Geology rocks

Desert sunset

Before I begin, I'd like to thank the universe for the opportunity to be here. If a supenova billions of years ago hadn't performed a bit of nuclear fusion to make zinc atoms, I wouldn't have been able to write this post about wine in the desert. I also wouldn't be alive, but that's another matter. I'd also like to thank global warming in the Miocene that created a tropical, acidic environment that leached our friend zinc from its rock and set it free in the soil. Finally, I'm indebted to the capacity of zinc to improve photosynthesis in leaves, which means it gets sucked up by plants, which means that geologists can come up with mad theories to pick leaves as a way to study the subsurface, which means that I get to hang out in the desert and drink wine.

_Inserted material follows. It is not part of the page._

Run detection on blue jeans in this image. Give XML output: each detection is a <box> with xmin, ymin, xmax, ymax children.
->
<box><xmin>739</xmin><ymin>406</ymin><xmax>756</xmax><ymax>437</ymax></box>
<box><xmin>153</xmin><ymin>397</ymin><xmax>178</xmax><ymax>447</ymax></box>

These are the Mundi Mundi plains in western New South Wales. As it's a proven fact that deserts and wine form a mutually beneficial relationship*, I decided it was time to open the Primo Estate Sangiovese. Now, this post isn't really about the wine at all. I could have been drinking the cheapest swill and it still would have been great. Like food, it's more than just taste and flavour. Sitting on the bonnet of a dusty NSW Geological Survey 4WD, the sun setting with the landscape glowing almost purple in the fading light, the moon full behind us- this is far more important than how long the wine was kept in oak barrels or what time the grapes were picked. So get out there. Find a desert. Drink up.

*See McCrae and Vittermoser's famous 1993 article 'Semi-arid environments and fermented grape juice: hell yeah'.